On the tail of Wednesday's flood, questions over insurance arise

It's complicated, it's costly, yet vital for homeowners inundated with storm water. 

Flood insurance: Do you have it?

"No," said Dan Murray.

A common answer for many hit by the torrential rains of May 1.

Why not?

"Because I don't have no mortgage on the house and it's just too expensive," said Murray.

Another common answer. Applying for flood insurance could provide relief for many frustrated by water damage in their homes. But how much would it have helped? Officials with State Farm said quite a bit.

"Yeah, we're getting a lot of calls for sure," said David Arce, an insurance agent with State Farm.
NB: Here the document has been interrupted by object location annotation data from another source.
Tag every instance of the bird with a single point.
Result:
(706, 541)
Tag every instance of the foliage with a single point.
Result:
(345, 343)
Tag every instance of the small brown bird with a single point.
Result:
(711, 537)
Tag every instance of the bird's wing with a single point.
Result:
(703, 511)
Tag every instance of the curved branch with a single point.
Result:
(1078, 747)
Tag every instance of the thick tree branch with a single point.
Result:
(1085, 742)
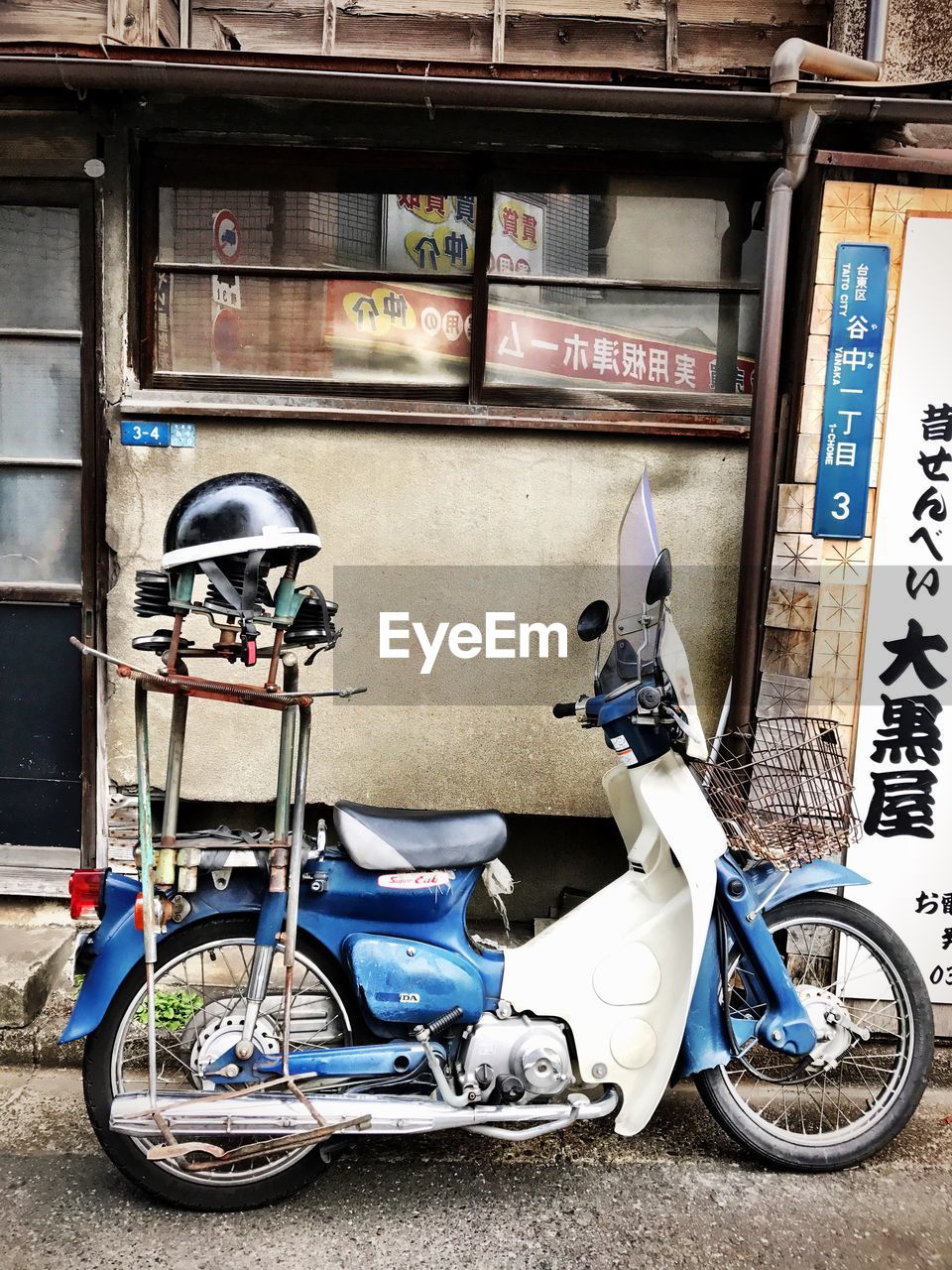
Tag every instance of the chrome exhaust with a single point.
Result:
(276, 1114)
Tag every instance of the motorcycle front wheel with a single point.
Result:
(864, 1080)
(200, 979)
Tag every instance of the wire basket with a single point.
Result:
(782, 790)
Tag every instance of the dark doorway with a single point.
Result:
(49, 535)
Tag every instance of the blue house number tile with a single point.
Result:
(148, 432)
(144, 432)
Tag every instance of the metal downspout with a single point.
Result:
(800, 130)
(878, 17)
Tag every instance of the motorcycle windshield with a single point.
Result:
(638, 552)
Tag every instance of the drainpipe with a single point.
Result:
(878, 17)
(800, 130)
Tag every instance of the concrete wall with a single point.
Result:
(918, 40)
(429, 495)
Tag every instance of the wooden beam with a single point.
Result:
(134, 22)
(330, 27)
(670, 53)
(499, 31)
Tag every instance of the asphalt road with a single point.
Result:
(678, 1196)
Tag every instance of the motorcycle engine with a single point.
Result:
(517, 1060)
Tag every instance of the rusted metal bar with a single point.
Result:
(211, 690)
(146, 869)
(765, 422)
(166, 865)
(282, 798)
(295, 865)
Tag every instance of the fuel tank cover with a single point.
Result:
(412, 982)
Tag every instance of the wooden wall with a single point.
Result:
(701, 36)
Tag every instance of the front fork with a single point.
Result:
(784, 1024)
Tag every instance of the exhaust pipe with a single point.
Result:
(276, 1114)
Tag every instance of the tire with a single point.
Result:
(166, 1182)
(829, 1148)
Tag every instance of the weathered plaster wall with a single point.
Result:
(435, 497)
(918, 41)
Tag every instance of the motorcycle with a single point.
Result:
(273, 1023)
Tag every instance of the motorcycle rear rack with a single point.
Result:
(158, 867)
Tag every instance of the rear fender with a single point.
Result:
(117, 945)
(706, 1043)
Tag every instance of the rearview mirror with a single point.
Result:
(593, 621)
(658, 581)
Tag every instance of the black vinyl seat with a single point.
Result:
(386, 838)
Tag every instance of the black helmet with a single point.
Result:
(240, 515)
(235, 529)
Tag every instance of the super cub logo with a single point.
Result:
(416, 881)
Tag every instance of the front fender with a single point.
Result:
(706, 1043)
(117, 945)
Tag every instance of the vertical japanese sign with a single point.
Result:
(852, 382)
(518, 235)
(902, 798)
(226, 287)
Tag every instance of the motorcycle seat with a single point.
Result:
(386, 838)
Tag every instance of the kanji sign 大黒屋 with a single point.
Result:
(901, 738)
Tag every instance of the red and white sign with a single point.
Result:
(532, 344)
(226, 236)
(522, 344)
(416, 881)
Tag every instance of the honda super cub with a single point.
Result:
(253, 1002)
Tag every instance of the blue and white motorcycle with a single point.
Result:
(272, 1026)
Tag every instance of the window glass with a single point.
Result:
(635, 229)
(590, 336)
(431, 234)
(40, 278)
(40, 399)
(40, 525)
(336, 330)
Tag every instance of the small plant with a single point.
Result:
(173, 1010)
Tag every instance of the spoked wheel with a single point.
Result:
(861, 1083)
(200, 979)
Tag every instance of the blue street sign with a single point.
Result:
(144, 432)
(852, 385)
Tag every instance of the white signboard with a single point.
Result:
(904, 738)
(435, 234)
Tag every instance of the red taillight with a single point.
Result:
(85, 888)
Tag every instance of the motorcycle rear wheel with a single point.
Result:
(797, 1114)
(113, 1057)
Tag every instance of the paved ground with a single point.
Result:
(679, 1196)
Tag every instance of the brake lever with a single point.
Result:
(682, 722)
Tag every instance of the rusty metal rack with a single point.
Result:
(176, 860)
(782, 792)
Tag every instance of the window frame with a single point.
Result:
(89, 592)
(535, 405)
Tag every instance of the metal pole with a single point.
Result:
(298, 849)
(286, 757)
(146, 867)
(878, 19)
(166, 867)
(263, 957)
(758, 498)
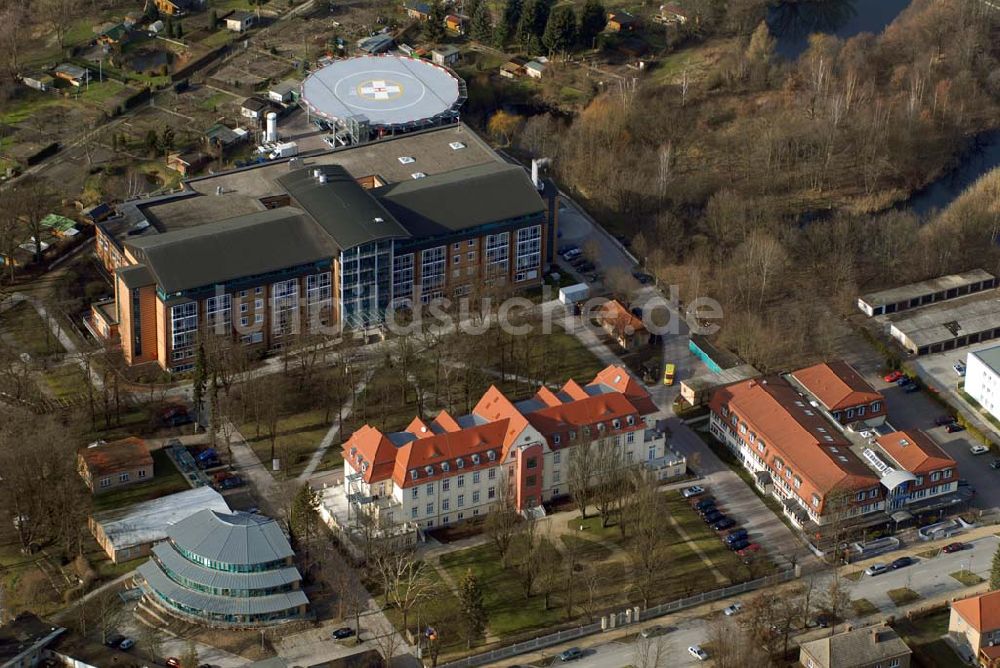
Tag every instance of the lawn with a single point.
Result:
(167, 479)
(299, 434)
(924, 636)
(968, 578)
(507, 610)
(903, 596)
(25, 332)
(863, 607)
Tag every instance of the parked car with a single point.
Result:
(571, 654)
(704, 503)
(697, 652)
(713, 517)
(653, 631)
(902, 562)
(723, 524)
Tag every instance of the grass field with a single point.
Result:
(167, 479)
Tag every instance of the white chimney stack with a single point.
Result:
(272, 127)
(536, 163)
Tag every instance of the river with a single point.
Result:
(792, 21)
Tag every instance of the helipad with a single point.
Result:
(390, 91)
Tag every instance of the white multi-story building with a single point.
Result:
(448, 470)
(982, 379)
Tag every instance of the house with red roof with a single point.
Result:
(794, 434)
(975, 622)
(842, 393)
(442, 471)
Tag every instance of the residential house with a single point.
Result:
(841, 391)
(816, 466)
(445, 55)
(975, 624)
(113, 34)
(187, 163)
(534, 69)
(456, 23)
(869, 647)
(417, 10)
(240, 21)
(178, 7)
(671, 13)
(38, 80)
(624, 327)
(108, 466)
(621, 22)
(453, 468)
(76, 76)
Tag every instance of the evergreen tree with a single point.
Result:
(593, 19)
(560, 30)
(995, 572)
(482, 23)
(435, 24)
(472, 607)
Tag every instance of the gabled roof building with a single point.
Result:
(225, 570)
(443, 471)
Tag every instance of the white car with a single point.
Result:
(697, 652)
(734, 609)
(695, 490)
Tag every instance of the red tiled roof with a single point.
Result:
(915, 451)
(795, 433)
(124, 455)
(837, 385)
(981, 612)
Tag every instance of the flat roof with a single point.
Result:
(389, 91)
(928, 287)
(990, 357)
(148, 522)
(945, 321)
(241, 189)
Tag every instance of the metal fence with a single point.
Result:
(551, 639)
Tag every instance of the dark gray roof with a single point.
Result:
(241, 538)
(461, 199)
(214, 579)
(348, 212)
(136, 276)
(223, 605)
(213, 253)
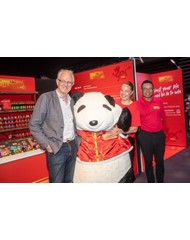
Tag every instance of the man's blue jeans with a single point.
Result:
(62, 164)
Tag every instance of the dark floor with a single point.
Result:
(177, 167)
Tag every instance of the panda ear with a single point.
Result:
(110, 100)
(124, 121)
(76, 96)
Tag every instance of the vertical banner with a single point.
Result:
(169, 87)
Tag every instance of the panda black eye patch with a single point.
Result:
(81, 108)
(107, 107)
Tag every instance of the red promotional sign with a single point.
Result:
(169, 87)
(16, 84)
(106, 79)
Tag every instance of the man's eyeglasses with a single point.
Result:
(63, 82)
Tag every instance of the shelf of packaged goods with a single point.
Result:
(19, 156)
(12, 129)
(15, 93)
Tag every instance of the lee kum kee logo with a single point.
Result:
(97, 75)
(168, 78)
(12, 84)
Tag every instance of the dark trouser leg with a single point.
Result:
(61, 165)
(146, 144)
(131, 154)
(159, 149)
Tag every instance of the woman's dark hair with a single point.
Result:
(147, 81)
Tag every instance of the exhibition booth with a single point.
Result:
(22, 160)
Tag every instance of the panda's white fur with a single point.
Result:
(92, 113)
(93, 103)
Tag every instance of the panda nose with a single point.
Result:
(93, 122)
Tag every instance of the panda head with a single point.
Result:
(96, 112)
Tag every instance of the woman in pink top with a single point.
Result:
(126, 96)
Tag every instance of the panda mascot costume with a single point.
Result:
(101, 158)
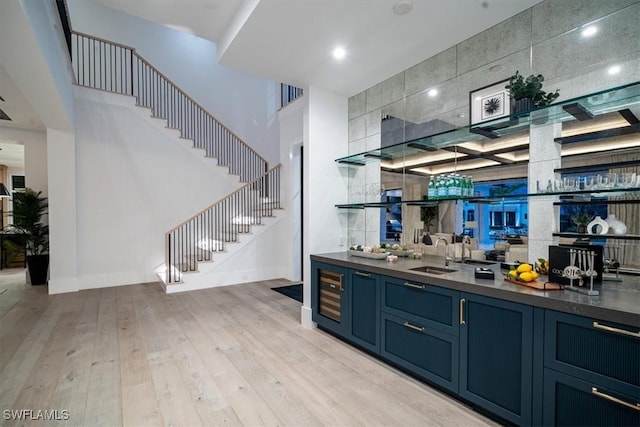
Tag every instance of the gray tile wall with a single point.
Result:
(544, 39)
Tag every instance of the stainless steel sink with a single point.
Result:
(432, 270)
(477, 262)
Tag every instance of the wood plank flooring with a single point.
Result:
(233, 356)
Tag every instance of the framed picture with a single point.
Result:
(489, 103)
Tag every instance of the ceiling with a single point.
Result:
(20, 117)
(291, 40)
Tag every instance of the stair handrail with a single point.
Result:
(228, 196)
(184, 242)
(174, 85)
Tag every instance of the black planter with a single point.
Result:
(521, 105)
(38, 266)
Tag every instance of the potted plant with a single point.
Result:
(28, 209)
(581, 220)
(526, 93)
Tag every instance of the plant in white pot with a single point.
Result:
(28, 209)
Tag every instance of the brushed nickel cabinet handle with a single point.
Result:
(595, 391)
(616, 330)
(415, 328)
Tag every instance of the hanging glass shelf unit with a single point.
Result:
(617, 99)
(500, 199)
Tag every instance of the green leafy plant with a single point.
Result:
(28, 209)
(581, 219)
(530, 87)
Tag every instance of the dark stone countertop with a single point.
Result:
(618, 302)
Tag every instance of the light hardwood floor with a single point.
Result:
(234, 355)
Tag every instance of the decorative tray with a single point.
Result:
(372, 255)
(536, 284)
(401, 253)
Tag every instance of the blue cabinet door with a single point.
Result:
(364, 310)
(594, 350)
(496, 345)
(569, 401)
(436, 307)
(330, 297)
(421, 349)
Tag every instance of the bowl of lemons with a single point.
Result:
(522, 273)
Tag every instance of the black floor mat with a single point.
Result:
(292, 291)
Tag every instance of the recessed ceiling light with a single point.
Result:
(402, 7)
(589, 31)
(339, 53)
(615, 69)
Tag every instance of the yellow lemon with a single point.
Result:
(524, 268)
(526, 276)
There's two kind of policies offered for homeowners looking for financial protection against storm water. One comes from the Federal Emergency Management Agency (FEMA) and another comes as an endorsement on a homeowner policy.

The FEMA insurance is mandatory for anyone with a mortgage. But you have to live in a FEMA flood zone. There's also a limit of $250,000 coverage limit. Tack on the limit is the price of coverage, which isn't cheap. A $100,000 house would cost $1,000 a year to protect it.

As for the "endorsement on homeowner policy" option, it's not as robust. In fact, it doesn't even cover flood damage if the water comes through one's front door. But if that water comes through a sewer or sump pump, it's covered. While optional and usually limited to 10 percent of the value of a home, it's much cheaper - costing about $100 on a $100,000 home.

No matter the option, insurance officials recommend have some kind of plan in place. The other bit of advice offered is to talk to one's agent about what's available.